Topological Floquet engineering using two frequencies in two dimensions

TL;DR

This paper investigates two-frequency Floquet driving in two-dimensional lattice models, revealing new topological phases, symmetry-breaking effects, and potential applications in ultracold atoms and nonlinear Hall phenomena.

Contribution

It extends Floquet engineering methodology to two dimensions, demonstrating competing topological phases and tunable symmetry breaking via two-tone drives.

Findings

Identification of competing topological phases in 2D lattices.

Demonstration of independent tuning of inversion and time-reversal symmetry breaking.

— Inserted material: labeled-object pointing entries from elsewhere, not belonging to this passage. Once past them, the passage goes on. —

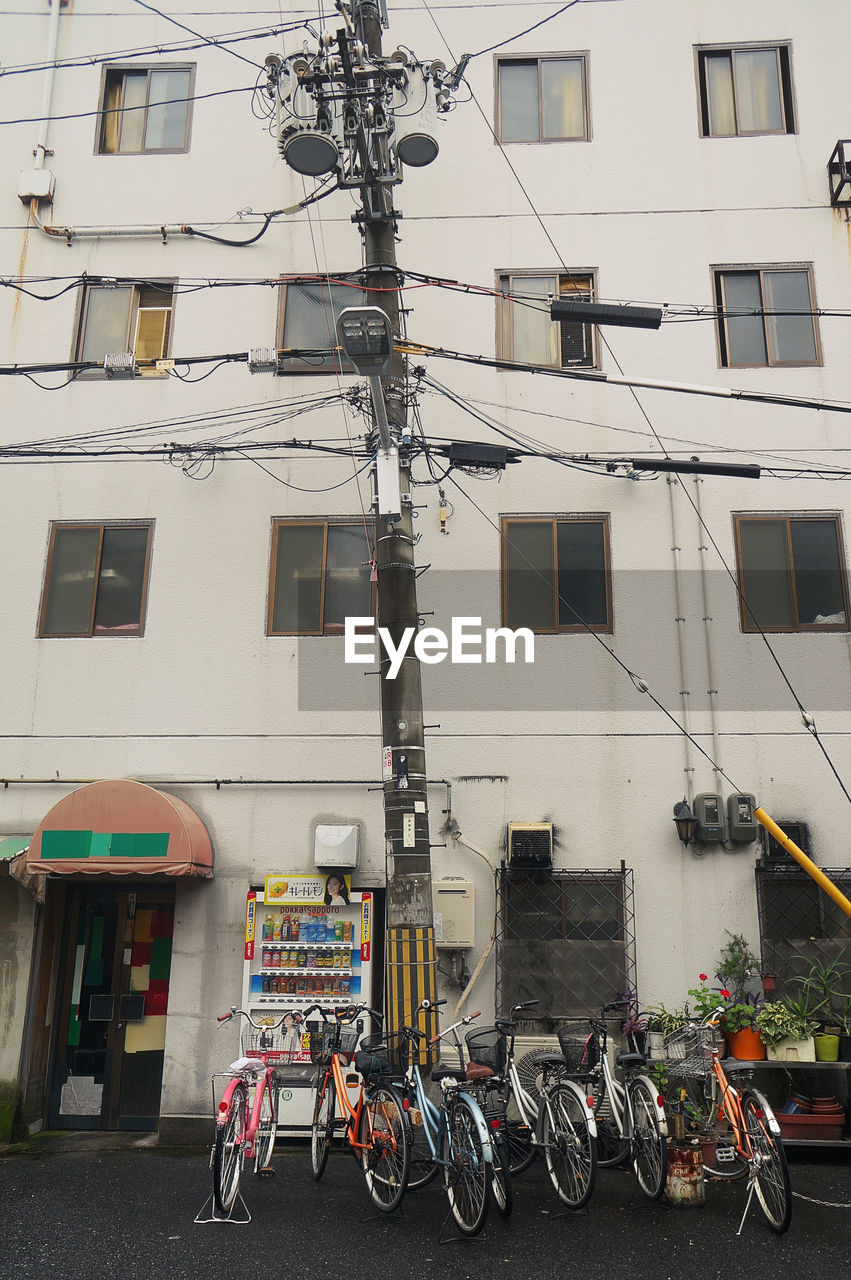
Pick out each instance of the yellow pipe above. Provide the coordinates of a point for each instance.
(806, 863)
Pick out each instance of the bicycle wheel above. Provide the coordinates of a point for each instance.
(323, 1130)
(466, 1171)
(612, 1148)
(649, 1146)
(387, 1156)
(768, 1162)
(266, 1127)
(227, 1153)
(570, 1150)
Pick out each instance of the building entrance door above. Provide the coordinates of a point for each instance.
(114, 988)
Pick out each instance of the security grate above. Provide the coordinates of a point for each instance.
(564, 938)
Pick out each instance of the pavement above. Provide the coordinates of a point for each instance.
(81, 1206)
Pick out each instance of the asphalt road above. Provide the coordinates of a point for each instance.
(103, 1215)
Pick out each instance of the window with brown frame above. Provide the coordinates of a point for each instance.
(765, 316)
(96, 579)
(745, 91)
(543, 99)
(145, 110)
(557, 574)
(791, 574)
(526, 334)
(320, 575)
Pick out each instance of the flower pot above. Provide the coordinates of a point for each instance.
(746, 1045)
(827, 1047)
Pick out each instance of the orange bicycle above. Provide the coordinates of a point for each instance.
(376, 1127)
(740, 1120)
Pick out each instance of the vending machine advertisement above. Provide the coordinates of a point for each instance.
(307, 942)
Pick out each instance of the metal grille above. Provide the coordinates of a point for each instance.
(564, 938)
(797, 922)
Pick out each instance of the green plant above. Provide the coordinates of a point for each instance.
(777, 1020)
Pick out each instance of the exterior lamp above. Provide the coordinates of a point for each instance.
(685, 822)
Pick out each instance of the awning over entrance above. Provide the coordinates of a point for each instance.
(120, 828)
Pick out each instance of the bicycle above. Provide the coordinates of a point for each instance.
(247, 1114)
(554, 1119)
(453, 1137)
(751, 1146)
(375, 1127)
(628, 1111)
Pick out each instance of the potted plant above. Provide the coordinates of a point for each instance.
(786, 1031)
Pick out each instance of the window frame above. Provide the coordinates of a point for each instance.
(100, 525)
(131, 328)
(559, 292)
(325, 522)
(785, 80)
(113, 69)
(564, 519)
(722, 338)
(746, 622)
(580, 55)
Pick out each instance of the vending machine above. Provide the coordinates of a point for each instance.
(309, 941)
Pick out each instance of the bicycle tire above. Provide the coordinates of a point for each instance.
(228, 1152)
(323, 1128)
(768, 1162)
(612, 1148)
(648, 1146)
(467, 1174)
(266, 1127)
(570, 1148)
(383, 1130)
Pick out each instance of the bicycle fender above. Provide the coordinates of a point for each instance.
(660, 1111)
(481, 1125)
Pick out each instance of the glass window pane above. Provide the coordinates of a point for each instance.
(719, 91)
(562, 99)
(758, 91)
(120, 583)
(790, 338)
(72, 579)
(745, 333)
(765, 577)
(167, 113)
(132, 119)
(348, 592)
(530, 575)
(298, 570)
(581, 574)
(818, 576)
(518, 103)
(108, 312)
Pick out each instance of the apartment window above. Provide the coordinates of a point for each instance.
(745, 91)
(96, 580)
(307, 324)
(526, 334)
(320, 575)
(541, 99)
(791, 572)
(557, 574)
(765, 316)
(145, 110)
(126, 318)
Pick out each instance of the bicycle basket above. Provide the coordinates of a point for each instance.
(580, 1051)
(486, 1046)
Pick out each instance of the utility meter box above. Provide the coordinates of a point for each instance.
(740, 814)
(454, 913)
(709, 814)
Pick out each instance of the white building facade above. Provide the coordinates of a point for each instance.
(156, 529)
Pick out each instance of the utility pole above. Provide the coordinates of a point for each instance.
(334, 112)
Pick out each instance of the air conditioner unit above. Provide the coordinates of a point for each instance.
(799, 833)
(530, 845)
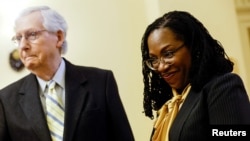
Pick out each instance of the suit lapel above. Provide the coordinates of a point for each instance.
(75, 98)
(31, 104)
(182, 115)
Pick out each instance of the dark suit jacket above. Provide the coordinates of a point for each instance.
(223, 101)
(93, 109)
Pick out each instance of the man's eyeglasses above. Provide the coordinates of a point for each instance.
(29, 36)
(153, 63)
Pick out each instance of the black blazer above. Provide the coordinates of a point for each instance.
(93, 108)
(223, 101)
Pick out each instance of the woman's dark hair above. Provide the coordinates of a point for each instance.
(207, 56)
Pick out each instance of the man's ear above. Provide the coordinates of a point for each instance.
(61, 37)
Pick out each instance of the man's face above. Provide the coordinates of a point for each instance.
(38, 48)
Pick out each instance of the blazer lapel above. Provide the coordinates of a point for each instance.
(31, 104)
(75, 98)
(182, 115)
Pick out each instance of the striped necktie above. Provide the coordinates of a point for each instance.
(55, 113)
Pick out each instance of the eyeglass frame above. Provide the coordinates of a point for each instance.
(30, 36)
(165, 58)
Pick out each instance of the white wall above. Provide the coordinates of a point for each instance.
(108, 33)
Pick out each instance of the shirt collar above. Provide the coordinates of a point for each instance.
(58, 77)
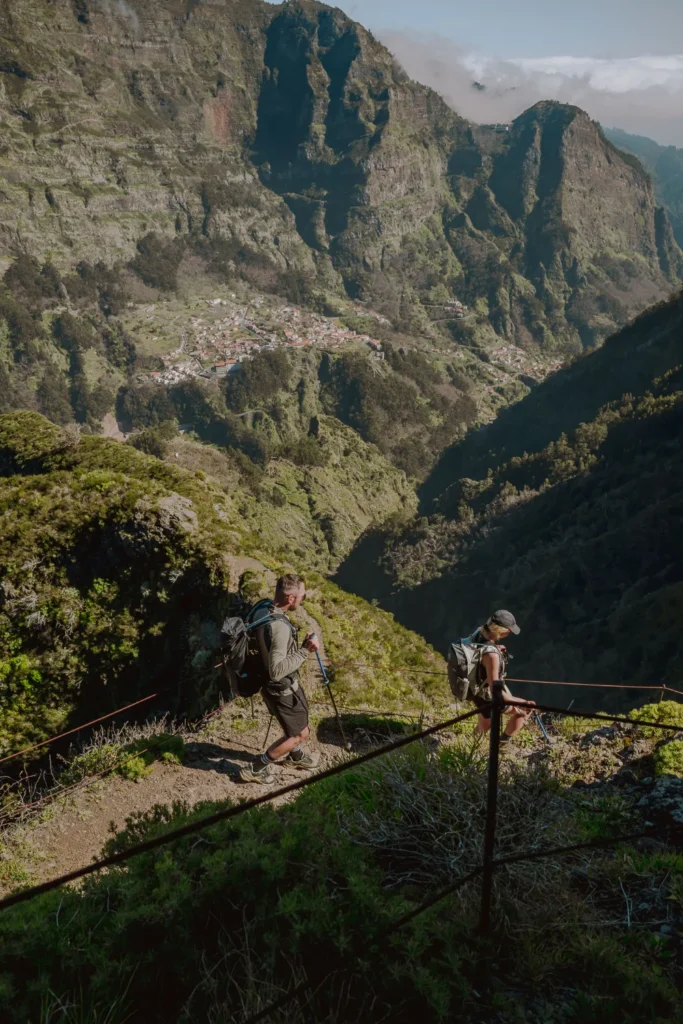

Potential for generating topological bands in ultracold atom systems.

Abstract

Using two-frequency driving in two dimensions opens up new possibilites for Floquet engineering, which range from controlling specific symmetries to tuning the properties of resonant gaps. In this work, we study two-band lattice models subject to two-tone Floquet driving and analyse the resulting effective Floquet bandstructures both numerically and analytically. On the one hand, we extend the methodology of Sandholzer et al. [10.1103/PhysRevResearch.4.013056] from one to two dimensions and find competing topological phases in a simple Bravais lattice when the two resonant drives at $1\omega$ and $2\omega$ interfere. On the other hand, we explore driving-induced symmetry breaking in the hexagonal lattice, in which the breaking of either inversion or time-reversal symmetry can be tuned independently via the Floquet modulation. Possible applications of our work include a simpler generation of topological bands for ultracold atoms, and the realisation of non-linear Hall effects as well as Haldane's parity anomaly in inversion-symmetric parent lattices.